Les voilà désormais au Panthéon, les Résistants Misak et Mélinée Manouchian, leurs camarades fusillés, la plupart étrangers « et nos frères pourtant ». Nos soeurs aussi telle Olga Bancic, décapitée, l’idéologie nazie jugeant les femmes indignes d’être passées par les armes. Au moment de leur entrée dans le Saint des Saints de la République, des vols de grues cendrées passent dans le ciel…
Que retirer de cette cérémonie? L’émotion de la foule dite odieusement par les gros médias « des anonymes ». Sinon, comme d’habitude, rien, hormis les traces de suie que laissent à la conscience les postures lacrymo-sauriennes des médiacrates et autres spécimens à gueule de pouvoir.
L’obscénité de plus
Avec, pour cette circonstance particulière, une obscénité de plus, la présence de Marine Le Pen et de Jordan Bardella, héritiers politiques en ligne directe des ennemis mortels du Groupe Manouchian et dont le parti ne cesse de vouer les étrangers aux gémonies. Là, nous avons touché le fond. Elle est devenue bien pâle, « L’affiche Rouge » qui a odieusement mis en scène les futurs fusillés pour servir de propagande à la Collaboration!

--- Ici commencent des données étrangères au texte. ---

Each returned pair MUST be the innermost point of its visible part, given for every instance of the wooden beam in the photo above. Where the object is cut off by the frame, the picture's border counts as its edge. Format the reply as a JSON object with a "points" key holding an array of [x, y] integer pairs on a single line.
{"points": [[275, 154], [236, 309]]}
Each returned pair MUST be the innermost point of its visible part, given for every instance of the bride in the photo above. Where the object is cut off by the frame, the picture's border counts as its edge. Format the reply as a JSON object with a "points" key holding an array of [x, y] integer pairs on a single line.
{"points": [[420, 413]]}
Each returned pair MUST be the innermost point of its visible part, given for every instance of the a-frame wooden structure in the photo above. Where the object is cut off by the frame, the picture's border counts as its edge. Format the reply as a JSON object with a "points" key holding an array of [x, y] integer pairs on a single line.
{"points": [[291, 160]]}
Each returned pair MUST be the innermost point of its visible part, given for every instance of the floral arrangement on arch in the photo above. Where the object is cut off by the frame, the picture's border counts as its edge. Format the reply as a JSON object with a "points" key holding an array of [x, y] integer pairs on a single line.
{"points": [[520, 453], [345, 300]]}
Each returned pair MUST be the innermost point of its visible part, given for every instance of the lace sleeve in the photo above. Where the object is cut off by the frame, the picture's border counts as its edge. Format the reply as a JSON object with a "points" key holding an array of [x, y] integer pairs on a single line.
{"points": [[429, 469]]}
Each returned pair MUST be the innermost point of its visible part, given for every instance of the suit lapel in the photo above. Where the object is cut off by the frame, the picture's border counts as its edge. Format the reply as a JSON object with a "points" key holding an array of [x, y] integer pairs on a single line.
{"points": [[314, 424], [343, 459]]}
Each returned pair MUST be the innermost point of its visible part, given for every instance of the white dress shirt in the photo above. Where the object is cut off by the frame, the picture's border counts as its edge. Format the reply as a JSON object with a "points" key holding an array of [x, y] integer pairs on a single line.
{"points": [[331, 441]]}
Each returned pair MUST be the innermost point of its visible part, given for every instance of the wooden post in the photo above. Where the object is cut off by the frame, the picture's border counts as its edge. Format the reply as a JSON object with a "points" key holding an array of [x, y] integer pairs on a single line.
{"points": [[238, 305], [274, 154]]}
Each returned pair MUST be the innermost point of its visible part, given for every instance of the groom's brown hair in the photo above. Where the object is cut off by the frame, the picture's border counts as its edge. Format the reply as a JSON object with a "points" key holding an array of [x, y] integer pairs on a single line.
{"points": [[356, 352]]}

Au moment où la cérémonie déploie ses fastes moisis, une clameur intense rempli le ciel. Comme pour faire taire la marée des bruits de bouches et de mouches.
Du fond des âges…
Les grues cendrées sont de retour et le font savoir par leur chant rauque et puissant. Plusieurs formations se rencontrent au-dessus des têtes de bipèdes, en des séries de ballets venus du fond des âges.
On en a le cœur ému comme lorsque les loups adressent à la nuit leur chant vieux et neuf.
Petits que nous sommes, sous cette puissance animale et perpétuelle, soutenue par les airs et qui revient comme l’éternel retour de la lumière. « Et je vous dis que le bonheur n’est pas un quinquet de taverne », écrivait Aragon.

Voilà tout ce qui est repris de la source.